The data obtained from the present study also showed that AESG did not cause significant alterations (P < 0.05) in plasma sodium, chloride, and potassium ion concentrations, respectively (Fig. 8); that the electrolyte regulatory function of the kidneys was not compromised (Figs. 14–17). However, there was a marked reduction in plasma sodium ion concentration of test rats given AESG 2000 mg/kg. Plants capable of lowering sodium ion in the system are perceived as possible diuretic agents [72].

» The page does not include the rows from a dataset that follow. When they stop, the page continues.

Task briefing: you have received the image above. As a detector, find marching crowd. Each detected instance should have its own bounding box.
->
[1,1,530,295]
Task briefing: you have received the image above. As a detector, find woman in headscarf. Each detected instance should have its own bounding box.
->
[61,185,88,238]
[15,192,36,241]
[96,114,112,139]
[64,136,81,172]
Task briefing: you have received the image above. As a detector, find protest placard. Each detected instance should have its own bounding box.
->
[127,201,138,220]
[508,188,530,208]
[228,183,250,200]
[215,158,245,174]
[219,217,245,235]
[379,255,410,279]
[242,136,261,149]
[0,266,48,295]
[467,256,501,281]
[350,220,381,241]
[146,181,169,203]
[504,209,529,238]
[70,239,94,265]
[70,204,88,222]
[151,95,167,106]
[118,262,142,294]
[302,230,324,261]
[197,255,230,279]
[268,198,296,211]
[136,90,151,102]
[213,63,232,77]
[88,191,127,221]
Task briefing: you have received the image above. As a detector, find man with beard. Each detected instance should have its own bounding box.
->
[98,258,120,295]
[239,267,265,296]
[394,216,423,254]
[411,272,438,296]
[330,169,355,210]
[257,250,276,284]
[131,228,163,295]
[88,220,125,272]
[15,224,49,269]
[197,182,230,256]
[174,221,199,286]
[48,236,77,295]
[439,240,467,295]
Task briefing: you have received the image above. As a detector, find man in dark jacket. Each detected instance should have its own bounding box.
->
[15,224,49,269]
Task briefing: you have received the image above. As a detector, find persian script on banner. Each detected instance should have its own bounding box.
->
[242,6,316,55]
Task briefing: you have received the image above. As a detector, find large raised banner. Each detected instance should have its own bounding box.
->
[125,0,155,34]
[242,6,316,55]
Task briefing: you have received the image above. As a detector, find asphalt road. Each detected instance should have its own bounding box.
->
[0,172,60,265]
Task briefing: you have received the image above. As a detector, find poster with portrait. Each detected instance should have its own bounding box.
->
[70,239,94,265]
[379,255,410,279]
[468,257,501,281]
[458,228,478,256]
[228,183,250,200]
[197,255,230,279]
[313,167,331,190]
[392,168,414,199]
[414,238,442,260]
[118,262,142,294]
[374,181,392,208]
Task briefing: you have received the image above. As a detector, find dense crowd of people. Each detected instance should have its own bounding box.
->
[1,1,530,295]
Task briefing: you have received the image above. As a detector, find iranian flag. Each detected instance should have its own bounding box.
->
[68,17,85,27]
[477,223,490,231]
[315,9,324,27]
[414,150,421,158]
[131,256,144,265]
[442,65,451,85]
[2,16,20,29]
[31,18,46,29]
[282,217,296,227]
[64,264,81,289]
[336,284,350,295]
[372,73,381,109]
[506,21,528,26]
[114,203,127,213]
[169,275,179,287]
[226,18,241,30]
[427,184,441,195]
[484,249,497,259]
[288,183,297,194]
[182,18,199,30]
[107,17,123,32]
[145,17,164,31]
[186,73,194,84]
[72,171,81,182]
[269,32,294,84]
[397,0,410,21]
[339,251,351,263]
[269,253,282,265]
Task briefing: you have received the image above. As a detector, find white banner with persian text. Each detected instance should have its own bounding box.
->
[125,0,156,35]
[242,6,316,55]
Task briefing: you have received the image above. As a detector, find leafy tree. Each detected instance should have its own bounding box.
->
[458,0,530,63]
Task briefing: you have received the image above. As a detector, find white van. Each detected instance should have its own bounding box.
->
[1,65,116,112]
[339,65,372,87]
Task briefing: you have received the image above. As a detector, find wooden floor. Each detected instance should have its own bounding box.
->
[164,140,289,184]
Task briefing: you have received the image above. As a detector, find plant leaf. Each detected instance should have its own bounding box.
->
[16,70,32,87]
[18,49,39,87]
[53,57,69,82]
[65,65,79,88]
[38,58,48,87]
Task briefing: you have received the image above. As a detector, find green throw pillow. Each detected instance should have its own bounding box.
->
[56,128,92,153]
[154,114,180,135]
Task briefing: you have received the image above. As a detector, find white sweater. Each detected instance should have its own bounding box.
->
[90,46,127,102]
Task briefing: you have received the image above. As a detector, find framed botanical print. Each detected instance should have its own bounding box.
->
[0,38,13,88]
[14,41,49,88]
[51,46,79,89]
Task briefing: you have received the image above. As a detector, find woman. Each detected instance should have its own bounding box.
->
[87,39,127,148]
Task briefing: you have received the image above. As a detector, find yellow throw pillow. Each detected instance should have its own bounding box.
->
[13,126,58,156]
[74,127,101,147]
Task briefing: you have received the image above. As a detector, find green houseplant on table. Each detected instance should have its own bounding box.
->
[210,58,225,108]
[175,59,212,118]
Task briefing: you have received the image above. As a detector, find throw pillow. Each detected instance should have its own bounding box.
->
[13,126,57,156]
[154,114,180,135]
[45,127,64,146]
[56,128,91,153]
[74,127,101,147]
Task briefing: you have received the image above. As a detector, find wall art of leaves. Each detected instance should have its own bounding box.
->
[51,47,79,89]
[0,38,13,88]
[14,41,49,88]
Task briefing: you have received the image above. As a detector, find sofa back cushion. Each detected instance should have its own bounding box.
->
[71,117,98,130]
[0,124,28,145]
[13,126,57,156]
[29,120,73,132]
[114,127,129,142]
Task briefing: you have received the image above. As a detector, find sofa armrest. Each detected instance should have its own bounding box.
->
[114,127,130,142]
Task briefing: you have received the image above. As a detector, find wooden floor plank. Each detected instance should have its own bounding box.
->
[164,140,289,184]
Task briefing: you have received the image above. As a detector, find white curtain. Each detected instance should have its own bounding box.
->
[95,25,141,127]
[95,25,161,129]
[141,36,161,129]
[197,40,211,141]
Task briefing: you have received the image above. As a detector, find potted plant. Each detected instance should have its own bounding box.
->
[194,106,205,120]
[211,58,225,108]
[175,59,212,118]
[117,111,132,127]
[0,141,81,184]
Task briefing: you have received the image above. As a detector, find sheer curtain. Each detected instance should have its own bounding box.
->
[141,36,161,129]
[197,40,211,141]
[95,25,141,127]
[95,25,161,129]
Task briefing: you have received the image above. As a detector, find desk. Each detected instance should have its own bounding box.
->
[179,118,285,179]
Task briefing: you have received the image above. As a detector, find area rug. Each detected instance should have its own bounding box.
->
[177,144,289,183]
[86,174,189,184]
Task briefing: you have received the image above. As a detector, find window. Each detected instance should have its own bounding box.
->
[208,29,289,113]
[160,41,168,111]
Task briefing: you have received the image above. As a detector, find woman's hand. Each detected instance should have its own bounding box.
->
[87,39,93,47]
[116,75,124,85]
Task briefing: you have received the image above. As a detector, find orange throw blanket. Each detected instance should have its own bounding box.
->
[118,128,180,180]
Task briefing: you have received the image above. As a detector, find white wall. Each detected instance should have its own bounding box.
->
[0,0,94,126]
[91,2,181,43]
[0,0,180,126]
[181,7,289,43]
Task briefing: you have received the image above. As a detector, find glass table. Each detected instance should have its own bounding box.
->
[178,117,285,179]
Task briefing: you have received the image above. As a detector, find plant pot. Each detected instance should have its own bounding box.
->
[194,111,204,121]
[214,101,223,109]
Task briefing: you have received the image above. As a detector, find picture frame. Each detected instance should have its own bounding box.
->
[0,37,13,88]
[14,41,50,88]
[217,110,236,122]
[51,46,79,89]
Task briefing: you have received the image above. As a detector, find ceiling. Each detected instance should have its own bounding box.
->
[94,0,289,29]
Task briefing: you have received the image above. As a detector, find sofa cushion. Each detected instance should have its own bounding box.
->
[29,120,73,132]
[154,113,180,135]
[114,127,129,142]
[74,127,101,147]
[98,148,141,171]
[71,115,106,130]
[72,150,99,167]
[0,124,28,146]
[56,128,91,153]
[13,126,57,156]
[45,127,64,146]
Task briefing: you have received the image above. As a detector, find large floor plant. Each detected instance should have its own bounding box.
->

The significant reduction (P < 0.05) in plasma “corrected” calcium ion level at AESG 1000 mg/kg suggests that AESG might have repressed parathyroid functioning at that dose [73]. Moreso, poor proximal and distal tubule reabsorption of calcium, elicited by AESG, might have also resulted in hypoparathyroidism. The significant reduction (P < 0.05) in plasma bicarbonate ion level at AESG 500 and 2000 mg/kg suggests AESG-induced compensatory response to metabolic alkalosis [74] (Figs. 18–21 ).

Figs. 18–21

Photomicrograph of sectioned heart of control rat indicates normal myocardial fibril. Fig. 19. Sectioned heart of rat administered AESG 500 mg/kg indicates normal myocardial fibril. Fig. 20. Sectioned heart of rats administered AESG 1000 mg/kg also indicates normal myocardial fibril. Fig. 21 Sectioned heart of rat administered AESG 2000 mg/kg also indicates normal myocardial fibril.

Conclusion

The AESG orally administered to experimental rats was relatively safe with LD above 5000 mg/kg. AESG appeared to have elicited alterations in plasma ALP and bilirubin levels. Nonetheless, it did not result to elevations in specific liver enzymes and non-enzyme indicators; no hepatocellular, glomerular or myocardial damages were prominent, suggesting that AESG was neither significantly toxic nor resulted in injury to vital organs; may be safely administered at lower doses.

Author’s statement

All suggestions by the reviewers have been duly implemented. The discussion can’t be written in 2–3 pages, clearly due to the enormous data generated in the study. The robust discussion is necessary to accommodate the enormous data generated from the toxicity study. We acknowledge that the histology staining was poor, however the structures are visible enough for relevant indications. The toxicology report guidelines to authors did not indicate a particular reference style. It states that a chosen reference style is fine; that the reference must be consistent.

Declaration of Competing Interest

The authors declare no conflict of interest.